I too, notice some slight sound difference between my two les pauls with EMG 81/60 combos. It's mostly that the one has a maple top so that one naturally has a brighter punchier sound, while the other is solid mahogany and has a darker and slightly fuller sound. Overall though, they both give very similar tones though.


----------



## soldierkahn (Jun 24, 2008)

if youre wanting actives in a prs, i would DEF suggest the blackouts, as they actually incorporate a little bit of the wood into their tone. Moreso than EMG does. 

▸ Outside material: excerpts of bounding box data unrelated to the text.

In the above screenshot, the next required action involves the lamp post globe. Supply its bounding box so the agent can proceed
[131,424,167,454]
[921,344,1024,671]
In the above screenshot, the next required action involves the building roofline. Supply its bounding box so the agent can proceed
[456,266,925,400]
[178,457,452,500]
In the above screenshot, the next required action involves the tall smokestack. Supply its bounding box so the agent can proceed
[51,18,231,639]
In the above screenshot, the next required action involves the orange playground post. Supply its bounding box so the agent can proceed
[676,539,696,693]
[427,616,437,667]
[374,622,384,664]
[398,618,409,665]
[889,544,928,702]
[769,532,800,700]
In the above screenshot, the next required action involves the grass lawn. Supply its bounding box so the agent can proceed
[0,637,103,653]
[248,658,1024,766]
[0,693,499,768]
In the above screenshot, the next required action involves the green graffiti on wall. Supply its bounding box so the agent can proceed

but its whatver YOU want tonally!


----------



## Solstafir (Jun 24, 2008)

The purist in me considers this operation even more blaspemic than carving devil horns in a graveyard.. BUT I am also very concerned that whenever we want a difference in tone or sound the first thing we consider is ACTIVE.. I don't exactly like this.. 

It will be different and it definetely will sound unique (as unique emg's can get nowadays now that everyone and their granda uses them) but. From a luthiers point of view, if u see it like a chunk of wood, mahogany and emg's/bo's definetely match. Think of it like taking a '86 Wolkswagen and adding a F1 V8. The car may run as fast as hell, but not quite sure if the car was designed to run like that, even if it works like that.

If the tone out of this guitar is not leaving u satisfied (I mean, u only have it for what, on week or two?) then maybe u should get another guitar. Not all guitars were meant for metal, doesn't necessarily mean they can't, but the world is full with metal guitars of all sorts and shapes. I'd leave this as is, 80% of PRS's guitars are true jewels. In the same vein i would leave a swirl green Universe intact, for example, i would not touch this.. 

Good luck with whatever choice u make, but if u do it, record some samples


----------



## Uber Mega (Jun 24, 2008)

Being a PRS fanboy through and through...i'd hunt you down and slap you if you switched the HFS/Vintage for EMGs. The stock pups are great for metal and extremely versatile. Nice buy anyway, the custom 22/24s may be completely made by machine, but the woods used are decent quality tone woods and the guitars ooze with elegance.


----------



## Solstafir (Jun 24, 2008)

Opeth and mr. Akkerfeldt don't mind stock..


----------



## Ancestor (Jun 24, 2008)

People put EMGs into high end Les Pauls all the time. Why not? I think it will sound better for metal, tighter and more focused. 

And, yeah, the wood makes a difference. They don't sound the same in every guitar. I put EMGs in a mahogany guitar and a basswood guitar and the sounds were different.


----------



## eightballhemhorrage (Jun 24, 2008)

i build PRS's all day. they are not completely made by machine. all the rough cutting/carving is done by cnc but that is the end of machinework. final body shaping through stringing up is done by hand.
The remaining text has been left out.